Gun deaths in the US seem to disproportionately affect men vs women. They also seem to disproportionately affect minorities, although having some data on the percentage of each race in the overall US population would help.

There appears to be a minor seasonal correlation, with gun deaths peaking in the summer and declining in the winter. It might be useful to filter by intent, to see if different categories of intent have different correlations with season, race, or gender.

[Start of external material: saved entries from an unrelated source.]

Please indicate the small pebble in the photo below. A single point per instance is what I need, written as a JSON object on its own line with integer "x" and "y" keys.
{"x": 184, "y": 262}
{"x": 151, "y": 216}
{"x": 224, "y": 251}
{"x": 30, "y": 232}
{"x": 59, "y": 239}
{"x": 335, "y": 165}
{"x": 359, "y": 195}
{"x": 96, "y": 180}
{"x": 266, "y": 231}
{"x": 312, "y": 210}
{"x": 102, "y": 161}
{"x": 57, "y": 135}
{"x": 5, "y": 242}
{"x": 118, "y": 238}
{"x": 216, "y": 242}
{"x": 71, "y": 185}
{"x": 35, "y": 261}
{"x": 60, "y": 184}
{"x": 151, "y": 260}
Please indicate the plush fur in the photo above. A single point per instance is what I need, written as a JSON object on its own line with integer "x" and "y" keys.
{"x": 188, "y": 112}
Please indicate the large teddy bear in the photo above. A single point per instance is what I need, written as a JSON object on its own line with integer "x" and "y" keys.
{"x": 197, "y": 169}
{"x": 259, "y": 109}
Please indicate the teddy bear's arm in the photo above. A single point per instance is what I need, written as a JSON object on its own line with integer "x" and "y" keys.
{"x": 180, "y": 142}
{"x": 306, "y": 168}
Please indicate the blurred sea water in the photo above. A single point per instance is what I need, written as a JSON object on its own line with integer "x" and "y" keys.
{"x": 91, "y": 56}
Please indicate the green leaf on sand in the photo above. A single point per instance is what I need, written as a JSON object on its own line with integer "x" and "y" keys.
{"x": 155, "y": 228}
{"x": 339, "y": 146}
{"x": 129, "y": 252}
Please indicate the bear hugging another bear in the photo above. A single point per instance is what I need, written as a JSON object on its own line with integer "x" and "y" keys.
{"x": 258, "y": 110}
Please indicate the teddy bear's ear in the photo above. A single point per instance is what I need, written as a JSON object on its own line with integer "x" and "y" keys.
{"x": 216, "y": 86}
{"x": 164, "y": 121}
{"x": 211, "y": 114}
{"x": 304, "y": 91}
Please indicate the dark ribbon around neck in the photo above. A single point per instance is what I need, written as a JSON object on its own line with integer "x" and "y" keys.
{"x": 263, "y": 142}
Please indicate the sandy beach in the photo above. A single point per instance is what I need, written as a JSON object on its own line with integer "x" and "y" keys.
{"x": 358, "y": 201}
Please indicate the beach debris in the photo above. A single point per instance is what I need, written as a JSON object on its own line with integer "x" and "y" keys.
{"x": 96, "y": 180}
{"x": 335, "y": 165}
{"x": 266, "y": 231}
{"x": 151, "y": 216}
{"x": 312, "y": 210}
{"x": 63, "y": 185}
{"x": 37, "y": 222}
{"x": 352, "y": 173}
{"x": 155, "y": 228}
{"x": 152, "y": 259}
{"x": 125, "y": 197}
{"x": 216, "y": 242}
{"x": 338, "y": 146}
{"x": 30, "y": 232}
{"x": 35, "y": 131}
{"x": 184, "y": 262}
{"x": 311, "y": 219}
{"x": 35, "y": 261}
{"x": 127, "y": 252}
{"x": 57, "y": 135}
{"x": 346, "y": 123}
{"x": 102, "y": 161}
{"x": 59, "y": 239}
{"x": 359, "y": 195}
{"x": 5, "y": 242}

## Reading In A Second Dataset

In [17]:
import csv

with open("csv/census.csv", "r") as f:
    reader = csv.reader(f)
    census = list(reader)
census

[['Id',
  'Year',
  'Id',
  'Sex',
  'Id',
  'Hispanic Origin',
  'Id',
  'Id2',
  'Geography',
  'Total',
  'Race Alone - White',
  'Race Alone - Hispanic',
  'Race Alone - Black or African American',
  'Race Alone - American Indian and Alaska Native',
  'Race Alone - Asian',
  'Race Alone - Native Hawaiian and Other Pacific Islander',
  'Two or More Races'],
 ['cen42010',
  'April 1, 2010 Census',
  'totsex',
  'Both Sexes',
  'tothisp',
  'Total',
  '0100000US',
  '',
  'United States',
  '308745538',
  '197318956',
  '44618105',
  '40250635',
  '3739506',
  '15159516',
  '674625',
  '6984195']]

## Calculating Rates of Gun Deaths per Race

Create dictionary that maps each key from race_counts to the population count of the race from census

In [18]:
mapping = {
    "Asian/Pacific Islander": 15159516 + 674625,
    "Native American/Native Alaskan": 3739506,
    "Black": 40250635,
    "Hispanic": 44618105,
    "White": 197318956
}

Express crime statistics as the "rate per 100000 people"
(the number of people in a given group out of every 100000 that were killed by guns in the America)

In [19]:
race_per_hundredk = {}
for k,v in race_counts.items():
    race_per_hundredk[k] = (v / mapping[k]) * 100000

race_per_hundredk

{'Asian/Pacific Islander': 8.374309664161762,
 'Black': 57.8773477735196,
 'Hispanic': 20.220491210910907,
 'Native American/Native Alaskan': 24.521955573811088,
 'White': 33.56849303419181}

## Filtering By Intent

Filter the results and restrict them to the 'Homicide' intent.

In [21]:
intents = [each[3] for each in data]
homicide_race_counts = {}
for i,race in enumerate(races):
    if race not in homicide_race_counts:
        homicide_race_counts[race] = 0
    if intents[i] == "Homicide":
        homicide_race_counts[race] += 1

race_per_hundredk = {}
for k,v in homicide_race_counts.items():
    race_per_hundredk[k] = (v / mapping[k]) * 100000

race_per_hundredk

{'Asian/Pacific Islander': 3.530346230970155,
 'Black': 48.471284987180944,
 'Hispanic': 12.627161104219914,
 'Native American/Native Alaskan': 8.717729026240365,
 'White': 4.6356417981453335}

### Findings

It appears that gun related homicides in the US disproportionately affect people in the Black and Hispanic racial categories.